Despite 140 million years of independent evolution, two types of coniferous trees use the same small set of 47 genes to rapidly adapt to varying climates, an international team of forestry researchers have found in a new study, published today in Science.
Using the same genes suggests Mother Nature is limited in the way she can help western Canadian lodgepole pine and interior spruce trees survive in the sometimes-harsh climates of their home range.
“Evolution is constrained in how many different ways it can solve the same problem,” said Sally Aitken, a University of British Columbia forestry professor and the study’s senior author.
When faced with drought or cold, trees decide to turn thousands of genes on or off to deal with changes in temperature and moisture. This suggests there may be multiple different ways trees in a region can adapt to local climate.
But after sequencing the DNA of 23,000 specific genes from hundreds of pine and spruce trees in B.C. and Alberta, the researchers discovered that the two tree species used DNA variation in 47 of the same genes to adapt to low or high temperatures. This, despite the trees evolving as separate species for roughly as long as humans and kangaroos.
The fact that these two distantly-related types of trees use variation within many of the same genes to brave the elements reveals some limits to successful climate adaptation, but also sheds light on ways scientists can help trees adapt quickly.
“These trees are becoming mismatched with local conditions due to climate change,” said Aitken. “Understanding their genetic basis will help us develop new methods to move trees to the right locations, so they can thrive and adapt more quickly to climate change.”
Background
To read the full study, Convergent local adaptation to climate in distantly related conifers, click here.

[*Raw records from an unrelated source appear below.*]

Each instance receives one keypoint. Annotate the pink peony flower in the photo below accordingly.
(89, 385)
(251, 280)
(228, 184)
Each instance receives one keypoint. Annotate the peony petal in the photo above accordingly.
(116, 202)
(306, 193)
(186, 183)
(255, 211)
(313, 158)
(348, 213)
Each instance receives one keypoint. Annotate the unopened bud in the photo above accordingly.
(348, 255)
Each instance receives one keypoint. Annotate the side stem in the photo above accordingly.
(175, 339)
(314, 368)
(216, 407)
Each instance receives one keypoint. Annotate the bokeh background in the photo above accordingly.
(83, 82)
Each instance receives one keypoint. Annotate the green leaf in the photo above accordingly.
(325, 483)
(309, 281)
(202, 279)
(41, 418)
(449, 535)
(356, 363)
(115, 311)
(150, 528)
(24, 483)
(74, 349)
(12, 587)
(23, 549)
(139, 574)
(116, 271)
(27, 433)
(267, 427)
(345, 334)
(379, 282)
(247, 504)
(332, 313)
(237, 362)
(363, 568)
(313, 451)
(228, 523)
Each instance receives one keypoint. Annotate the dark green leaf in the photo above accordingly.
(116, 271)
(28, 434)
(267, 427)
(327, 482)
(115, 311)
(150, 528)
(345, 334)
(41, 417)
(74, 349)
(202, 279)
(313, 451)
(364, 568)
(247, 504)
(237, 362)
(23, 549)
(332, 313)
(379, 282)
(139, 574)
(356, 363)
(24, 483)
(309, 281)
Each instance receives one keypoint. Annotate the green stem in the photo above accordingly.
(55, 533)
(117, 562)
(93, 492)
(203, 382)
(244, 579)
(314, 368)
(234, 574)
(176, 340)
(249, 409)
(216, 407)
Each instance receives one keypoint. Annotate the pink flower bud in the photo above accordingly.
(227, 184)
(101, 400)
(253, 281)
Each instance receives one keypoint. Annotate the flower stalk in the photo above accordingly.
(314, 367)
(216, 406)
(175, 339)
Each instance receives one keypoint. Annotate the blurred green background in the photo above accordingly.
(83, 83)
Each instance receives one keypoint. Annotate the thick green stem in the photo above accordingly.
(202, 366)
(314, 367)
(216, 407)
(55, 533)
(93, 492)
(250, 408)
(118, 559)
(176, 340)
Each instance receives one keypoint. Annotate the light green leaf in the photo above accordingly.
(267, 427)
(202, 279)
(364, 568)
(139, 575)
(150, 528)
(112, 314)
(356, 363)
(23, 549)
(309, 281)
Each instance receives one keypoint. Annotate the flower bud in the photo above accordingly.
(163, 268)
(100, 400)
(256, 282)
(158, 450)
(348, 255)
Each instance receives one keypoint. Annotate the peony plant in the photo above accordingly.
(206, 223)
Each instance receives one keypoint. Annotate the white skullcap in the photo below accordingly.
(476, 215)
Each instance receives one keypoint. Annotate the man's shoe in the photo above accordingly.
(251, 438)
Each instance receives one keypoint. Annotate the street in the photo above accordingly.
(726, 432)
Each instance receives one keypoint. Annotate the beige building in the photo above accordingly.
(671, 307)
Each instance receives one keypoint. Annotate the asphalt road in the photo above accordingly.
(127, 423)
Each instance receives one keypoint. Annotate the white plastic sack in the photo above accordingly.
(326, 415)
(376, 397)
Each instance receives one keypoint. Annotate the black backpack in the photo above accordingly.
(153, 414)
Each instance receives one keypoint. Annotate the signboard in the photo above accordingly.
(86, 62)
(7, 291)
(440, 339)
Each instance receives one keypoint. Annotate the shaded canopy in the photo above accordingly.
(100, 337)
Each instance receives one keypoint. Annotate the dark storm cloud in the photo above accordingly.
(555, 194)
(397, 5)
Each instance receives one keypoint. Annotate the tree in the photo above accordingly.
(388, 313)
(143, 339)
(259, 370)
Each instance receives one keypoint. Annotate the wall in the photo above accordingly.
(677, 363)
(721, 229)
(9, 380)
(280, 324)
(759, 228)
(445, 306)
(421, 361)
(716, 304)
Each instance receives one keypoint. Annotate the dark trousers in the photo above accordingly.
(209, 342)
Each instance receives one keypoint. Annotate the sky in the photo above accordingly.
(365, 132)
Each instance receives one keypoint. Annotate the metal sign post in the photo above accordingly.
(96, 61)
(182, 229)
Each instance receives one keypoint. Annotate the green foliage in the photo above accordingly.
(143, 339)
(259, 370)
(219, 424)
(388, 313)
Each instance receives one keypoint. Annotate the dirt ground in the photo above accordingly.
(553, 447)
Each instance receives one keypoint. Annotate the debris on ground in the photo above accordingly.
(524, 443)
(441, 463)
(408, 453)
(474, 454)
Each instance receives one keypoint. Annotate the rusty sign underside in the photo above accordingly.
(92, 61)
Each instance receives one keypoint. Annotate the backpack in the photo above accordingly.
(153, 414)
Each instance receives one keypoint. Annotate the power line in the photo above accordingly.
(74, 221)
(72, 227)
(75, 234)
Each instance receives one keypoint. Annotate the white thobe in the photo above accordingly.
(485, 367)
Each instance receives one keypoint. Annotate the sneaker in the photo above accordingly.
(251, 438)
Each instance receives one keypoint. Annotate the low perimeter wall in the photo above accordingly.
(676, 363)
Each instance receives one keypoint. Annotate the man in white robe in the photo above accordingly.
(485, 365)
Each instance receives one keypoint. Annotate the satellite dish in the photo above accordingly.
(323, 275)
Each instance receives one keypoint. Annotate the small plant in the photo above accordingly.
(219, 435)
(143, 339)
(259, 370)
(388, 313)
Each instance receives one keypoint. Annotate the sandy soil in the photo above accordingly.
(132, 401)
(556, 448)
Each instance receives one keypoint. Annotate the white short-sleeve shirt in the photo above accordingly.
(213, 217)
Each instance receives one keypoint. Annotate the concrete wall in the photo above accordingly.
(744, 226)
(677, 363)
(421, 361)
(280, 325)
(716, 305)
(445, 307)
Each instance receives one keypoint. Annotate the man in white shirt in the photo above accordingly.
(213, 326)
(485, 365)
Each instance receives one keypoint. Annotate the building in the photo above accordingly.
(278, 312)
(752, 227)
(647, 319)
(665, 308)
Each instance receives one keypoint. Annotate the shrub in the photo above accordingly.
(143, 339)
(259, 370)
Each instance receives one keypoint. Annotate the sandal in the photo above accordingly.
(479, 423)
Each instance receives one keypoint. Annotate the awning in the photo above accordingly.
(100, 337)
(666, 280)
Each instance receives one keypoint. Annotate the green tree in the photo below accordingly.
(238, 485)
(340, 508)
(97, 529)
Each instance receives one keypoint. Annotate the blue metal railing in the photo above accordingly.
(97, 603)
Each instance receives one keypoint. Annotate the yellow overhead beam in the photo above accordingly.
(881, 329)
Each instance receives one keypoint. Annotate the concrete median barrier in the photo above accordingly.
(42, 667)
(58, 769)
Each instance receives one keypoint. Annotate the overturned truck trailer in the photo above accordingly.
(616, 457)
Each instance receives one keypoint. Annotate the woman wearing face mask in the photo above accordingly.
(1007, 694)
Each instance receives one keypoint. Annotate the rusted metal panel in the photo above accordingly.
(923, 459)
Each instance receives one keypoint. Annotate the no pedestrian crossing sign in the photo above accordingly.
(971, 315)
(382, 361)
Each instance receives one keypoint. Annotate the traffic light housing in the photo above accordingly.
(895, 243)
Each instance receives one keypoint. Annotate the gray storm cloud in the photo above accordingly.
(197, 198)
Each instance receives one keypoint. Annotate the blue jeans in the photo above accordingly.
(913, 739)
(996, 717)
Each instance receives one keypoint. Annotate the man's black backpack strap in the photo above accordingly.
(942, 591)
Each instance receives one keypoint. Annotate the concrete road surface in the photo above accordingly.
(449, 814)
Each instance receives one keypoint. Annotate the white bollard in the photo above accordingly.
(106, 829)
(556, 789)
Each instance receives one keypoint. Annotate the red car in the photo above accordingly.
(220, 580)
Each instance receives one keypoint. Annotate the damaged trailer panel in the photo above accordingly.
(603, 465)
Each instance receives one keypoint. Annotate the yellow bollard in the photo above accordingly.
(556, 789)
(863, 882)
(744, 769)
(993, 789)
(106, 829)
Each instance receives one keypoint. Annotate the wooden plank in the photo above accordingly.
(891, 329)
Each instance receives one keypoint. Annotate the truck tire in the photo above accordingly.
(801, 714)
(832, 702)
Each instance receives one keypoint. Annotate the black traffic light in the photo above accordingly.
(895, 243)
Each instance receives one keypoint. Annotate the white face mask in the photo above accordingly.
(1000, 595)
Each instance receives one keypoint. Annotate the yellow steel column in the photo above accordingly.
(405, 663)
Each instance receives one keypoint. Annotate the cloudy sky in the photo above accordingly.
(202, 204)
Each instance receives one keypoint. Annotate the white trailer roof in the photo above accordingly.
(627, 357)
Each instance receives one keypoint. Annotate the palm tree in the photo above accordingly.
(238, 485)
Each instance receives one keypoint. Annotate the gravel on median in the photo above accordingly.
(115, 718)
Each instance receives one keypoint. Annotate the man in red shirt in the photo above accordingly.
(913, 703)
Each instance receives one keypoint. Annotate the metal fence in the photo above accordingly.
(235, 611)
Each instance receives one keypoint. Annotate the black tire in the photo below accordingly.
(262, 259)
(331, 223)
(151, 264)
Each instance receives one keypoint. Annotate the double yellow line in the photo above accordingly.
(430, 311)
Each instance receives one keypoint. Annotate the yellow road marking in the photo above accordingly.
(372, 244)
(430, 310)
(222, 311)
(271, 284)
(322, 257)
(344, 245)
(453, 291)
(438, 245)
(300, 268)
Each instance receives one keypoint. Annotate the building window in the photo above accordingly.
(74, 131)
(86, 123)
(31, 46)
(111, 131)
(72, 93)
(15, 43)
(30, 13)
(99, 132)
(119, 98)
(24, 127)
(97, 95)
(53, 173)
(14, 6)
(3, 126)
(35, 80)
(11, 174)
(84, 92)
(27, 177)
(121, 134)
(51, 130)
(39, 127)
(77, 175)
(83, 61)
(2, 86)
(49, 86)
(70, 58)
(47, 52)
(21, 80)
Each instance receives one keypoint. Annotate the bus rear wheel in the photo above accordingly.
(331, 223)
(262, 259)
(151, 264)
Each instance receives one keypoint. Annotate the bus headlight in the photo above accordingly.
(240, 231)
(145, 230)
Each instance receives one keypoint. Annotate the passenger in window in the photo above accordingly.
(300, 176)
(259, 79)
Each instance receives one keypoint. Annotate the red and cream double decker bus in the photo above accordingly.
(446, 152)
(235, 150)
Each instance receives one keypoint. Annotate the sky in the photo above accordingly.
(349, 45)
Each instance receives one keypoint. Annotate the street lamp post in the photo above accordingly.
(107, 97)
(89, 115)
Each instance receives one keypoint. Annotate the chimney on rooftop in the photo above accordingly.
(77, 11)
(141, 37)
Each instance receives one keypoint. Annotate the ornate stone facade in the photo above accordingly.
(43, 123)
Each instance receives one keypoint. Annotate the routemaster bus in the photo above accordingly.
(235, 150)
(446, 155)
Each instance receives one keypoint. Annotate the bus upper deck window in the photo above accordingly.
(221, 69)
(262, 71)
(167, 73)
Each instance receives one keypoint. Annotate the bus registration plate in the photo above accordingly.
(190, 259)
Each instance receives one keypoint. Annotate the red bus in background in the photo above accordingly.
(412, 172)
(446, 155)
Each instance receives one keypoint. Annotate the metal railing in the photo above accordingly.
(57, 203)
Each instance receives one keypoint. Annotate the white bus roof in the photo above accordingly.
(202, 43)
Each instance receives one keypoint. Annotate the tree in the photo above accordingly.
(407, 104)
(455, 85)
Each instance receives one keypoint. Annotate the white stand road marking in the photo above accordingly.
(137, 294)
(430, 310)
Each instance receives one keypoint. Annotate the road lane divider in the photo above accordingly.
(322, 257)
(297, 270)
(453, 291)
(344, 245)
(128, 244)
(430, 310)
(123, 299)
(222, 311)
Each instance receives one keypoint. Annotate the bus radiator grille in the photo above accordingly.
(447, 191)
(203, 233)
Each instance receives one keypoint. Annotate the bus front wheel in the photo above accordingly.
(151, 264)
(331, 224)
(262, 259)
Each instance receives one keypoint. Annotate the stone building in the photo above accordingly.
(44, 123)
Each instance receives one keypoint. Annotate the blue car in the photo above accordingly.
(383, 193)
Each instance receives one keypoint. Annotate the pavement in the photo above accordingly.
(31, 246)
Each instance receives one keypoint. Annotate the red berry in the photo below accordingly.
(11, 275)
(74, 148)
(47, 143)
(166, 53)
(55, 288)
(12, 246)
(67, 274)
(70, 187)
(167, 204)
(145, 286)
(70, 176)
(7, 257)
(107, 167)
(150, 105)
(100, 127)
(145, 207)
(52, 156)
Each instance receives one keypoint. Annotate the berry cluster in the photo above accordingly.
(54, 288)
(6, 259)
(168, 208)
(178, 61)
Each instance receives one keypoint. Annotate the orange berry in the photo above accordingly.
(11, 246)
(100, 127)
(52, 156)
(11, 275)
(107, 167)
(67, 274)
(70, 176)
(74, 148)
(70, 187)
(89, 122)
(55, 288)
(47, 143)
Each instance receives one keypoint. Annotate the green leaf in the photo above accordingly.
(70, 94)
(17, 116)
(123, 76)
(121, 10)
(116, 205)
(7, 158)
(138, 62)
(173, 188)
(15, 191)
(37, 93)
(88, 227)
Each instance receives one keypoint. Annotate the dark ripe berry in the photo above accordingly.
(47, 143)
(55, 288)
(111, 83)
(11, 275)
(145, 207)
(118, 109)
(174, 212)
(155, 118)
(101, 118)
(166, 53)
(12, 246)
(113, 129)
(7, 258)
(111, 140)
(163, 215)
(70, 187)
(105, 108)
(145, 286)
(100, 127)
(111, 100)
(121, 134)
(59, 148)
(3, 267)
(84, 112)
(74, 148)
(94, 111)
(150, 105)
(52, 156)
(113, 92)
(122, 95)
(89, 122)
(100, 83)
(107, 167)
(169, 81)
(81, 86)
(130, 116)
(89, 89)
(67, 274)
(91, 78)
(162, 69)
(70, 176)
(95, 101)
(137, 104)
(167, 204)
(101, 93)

Aitken’s co-authors include researchers from UBC, University of Calgary, Monash University, Northeastern University, Virginia Polytechnic Institute and State University and the University of Alberta.
The research is part of the AdapTree Project, funded by Genome Canada, Genome BC, Genome Alberta, Alberta Innovates BioSolutions, the Forest Genetics Council of British Columbia, B.C. Ministry of Forests, Lands and Natural Resource Operations, Virginia Tech, UBC, the National Science Foundation Plant Genome Research Program, and the USDA National Institute of Food and Agriculture.
To learn more about the AdapTree Project, click here.
Additional quote
“Many species on earth survive through frigid winters and scorching summers, but we know very little about how they accomplish this,” said Samuel Yeaman, the study’s first author and former postdoctoral fellow at UBC, now an assistant professor at the University of Calgary. “By comparing the genes that help pine and spruce adapt to their environment, we find a surprising amount of overlap in the genes they use. Nature’s cookbook has some very similar recipes.”